I'm firmly on the side of freedom of photography in public places in this argument. Simon Davies is completely tilting at windmills here. It's a shame because he's done good work in the past, but he's really called it very wrong this time.
It is my goddam innate irrevocable human right to walk around public places taking photographs and to do anything I want including publish, exhibit, give away, bend, fold, spindle, mutilate and/or sell those photographs afterward.
If I have that right, and I do, and so does every single one of you, then so do the people working at Google, and there is no grounds to deny it to them without denying it to ourselves too. If you argue Google should be stopped, you're using the same specious bullshit "it's ok when some people do it but not when others do it according to my personal whim" argument that the stupid and repressive plods are always using when they try and stop people exercising their legal rights to take photographs of exactly what they can see with their eyes anyway in public places.
Screw you if you're so precious that you can't bear the idea that you might be on one of them - if you can bear being seen in public by other human beings, fucking stay indoors and never go out you emotional cripple. Don't try and force every single other person in the world to have to go around with a bag on their head so they don't accidentally catch sight of you one day and upset your pathetic feelings.

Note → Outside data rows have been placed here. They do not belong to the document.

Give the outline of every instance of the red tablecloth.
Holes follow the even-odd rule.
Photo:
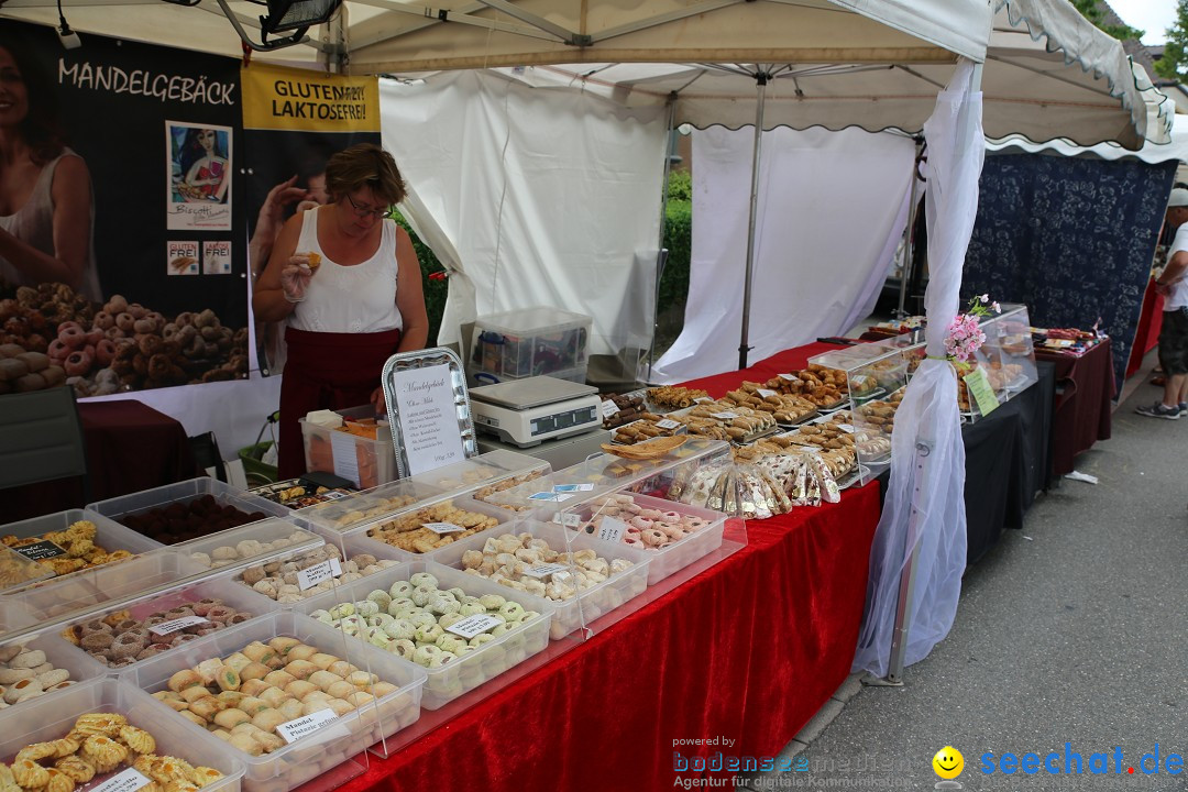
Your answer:
[[[1158,346],[1161,329],[1163,329],[1163,297],[1155,293],[1155,281],[1149,280],[1146,292],[1143,294],[1143,312],[1135,330],[1135,343],[1131,344],[1130,360],[1126,362],[1127,379],[1142,368],[1143,356]]]
[[[775,756],[849,673],[878,519],[873,484],[750,522],[745,549],[343,788],[659,790],[674,740]]]
[[[197,475],[181,423],[134,399],[78,405],[90,470],[90,500],[152,489]],[[81,508],[82,479],[0,490],[0,522]]]
[[[1114,387],[1113,353],[1106,340],[1080,357],[1036,350],[1036,360],[1056,365],[1051,410],[1051,471],[1072,473],[1078,454],[1110,439]]]

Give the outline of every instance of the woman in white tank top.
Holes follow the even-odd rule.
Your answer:
[[[424,348],[429,336],[412,240],[385,217],[404,198],[391,154],[373,144],[352,146],[327,163],[326,183],[330,203],[285,223],[252,297],[258,321],[289,323],[283,479],[305,470],[298,418],[368,400],[383,412],[384,363],[393,353]]]

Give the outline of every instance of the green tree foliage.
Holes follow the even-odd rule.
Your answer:
[[[1182,2],[1183,0],[1181,0]],[[1113,36],[1118,40],[1125,42],[1132,38],[1143,38],[1146,34],[1146,31],[1140,31],[1130,25],[1105,24],[1105,11],[1098,4],[1098,0],[1073,0],[1073,5],[1086,19],[1097,25],[1099,30]]]
[[[1164,80],[1183,81],[1188,76],[1188,0],[1176,2],[1176,21],[1168,28],[1163,57],[1155,62],[1155,72]]]

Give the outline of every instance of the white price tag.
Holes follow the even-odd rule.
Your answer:
[[[561,501],[567,501],[574,495],[571,493],[532,493],[527,496],[530,501],[552,501],[554,503],[560,503]]]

The "I own the rights to my image" argument is bullshit too. It's a pattern of light waves bouncing off your face in a public place and it is NOT YOURS. If you want to prove ownership, let's see you retain control of those photons eh? You don't own the rain because it falls on your head, you don't own the sunlight because it falls on your face. It's nonsense in law to claim to "own" or have property rights in something you have zero ability to control or restrict others' access to. I have every right to place a photo-sensitive film in the path of the light rays bouncing off your face and there's nothing you can do about it. (If you insist that you do own those photons, I'll have you prosecuted for assault for throwing them at me! Go on, stop doing it if you can!)